Scott Pye and David Reynolds may both be driving spare chassis at the Wilson Security Sandown 500 after their heavy accident at Sydney Motorsport Park.
The two Ford drivers made hard contact with the exposed concrete wall at the exit of Turn 3 in an incident triggered by Mark Winterbottom.
While the duo escaped relatively unscathed both cars suffered extensive damage and, according to their respective teams, are in doubt for Sandown.
Pye’s Falcon will sit in the team’s transporter at SMP today while the squad completes a ride day with its remaining David Wall-driven chassis.

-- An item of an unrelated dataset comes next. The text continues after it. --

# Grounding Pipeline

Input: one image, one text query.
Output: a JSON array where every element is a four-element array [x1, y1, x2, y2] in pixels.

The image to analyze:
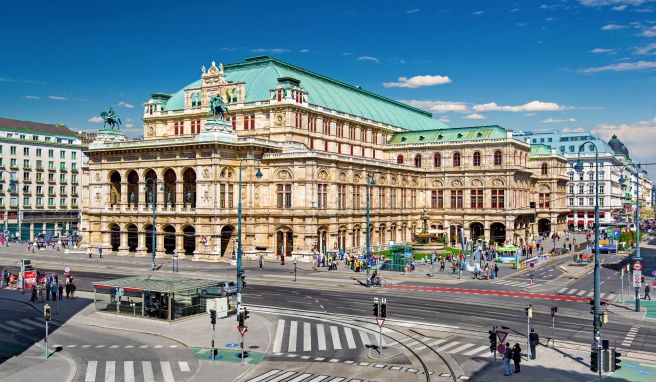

DJR’s crew will start dismantling Pye’s car at its Queensland headquarters on Tuesday before deciding whether to send it on to chassis specialists Pace Innovations, or instigate a back-up plan.
“Until you get the car back to the workshop and put it on the jig to see where it’s bent you don’t really know, but it doesn’t look good at the moment,” Steven Johnson told Speedcafe.com of the damage.
“It’s a massive hit and everything has been pushed back in the front of the car.”
If the damage is too significant to be repaired, Pye and co-driver Ash Walsh would most likely revert to the chassis David Wall crashed at Pukekohe earlier this year, which has yet to be fully rebuilt.
The Wall accident was a signifiant set-back to the cash-strapped team’s season and the latest incident is clearly another big blow.
Ironically, both accidents have involved clashes with drivers from DJR’s technical partner Ford Performance Racing.
“It’s frustrating, especially when things like that are avoidable,” said Johnson.
“We’ve spent more money on major crash damage this year then I think we have in the last 10.
“I can’t remember the last time we wrote a car off and we’ve pretty much done two this year, by the look of it.
“It’s the last thing we needed but we’ve found our way around it once, so we’ll keep going.”
FPR team principal Tim Edwards meanwhile told Speedcafe.com that Reynolds’ chassis would be transported back to Melbourne on Sunday night, rather than waiting for today’s ride sessions to be completed.
“It’s very bad, it’s got to have a whole new back end put on it,” he said.
“We’ll get it home and make a decision on whether we repair it for Sandown or use one of the spare cars.”
Adding to the challenge for FPR is the need to have a car ready for Reynolds and co-driver Dean Canto to drive at the team’s pre-Pirtek Enduro Cup test day at Winton on September 1.
Despite the extent of the damage, Edwards says that a spare won’t necessarily be required for the test.
“It really depends on how long it will take to repair and until we get it on the jig we won’t really know,” he said.
“We’ve got two spare cars so we’ll make the decision during the week.”
The team’s spares consist of the car that was last raced by Chaz Mostert at Albert Park, which is scheduled to become the Super Black Racing entry at Bathurst, or its newest, un-raced chassis.
DJR and FPR’s toil adds to that of Walkinshaw Racing and Volvo Polestar Racing, which both had cars heavily damaged on Saturday.
Both teams will also take part in today’s ride day at Sydney Motorsport Park with reduced fleets and are hurriedly preparing to test alongside their rivals on September 1.
The Wilson Security Sandown 500 will take place on September 12-14.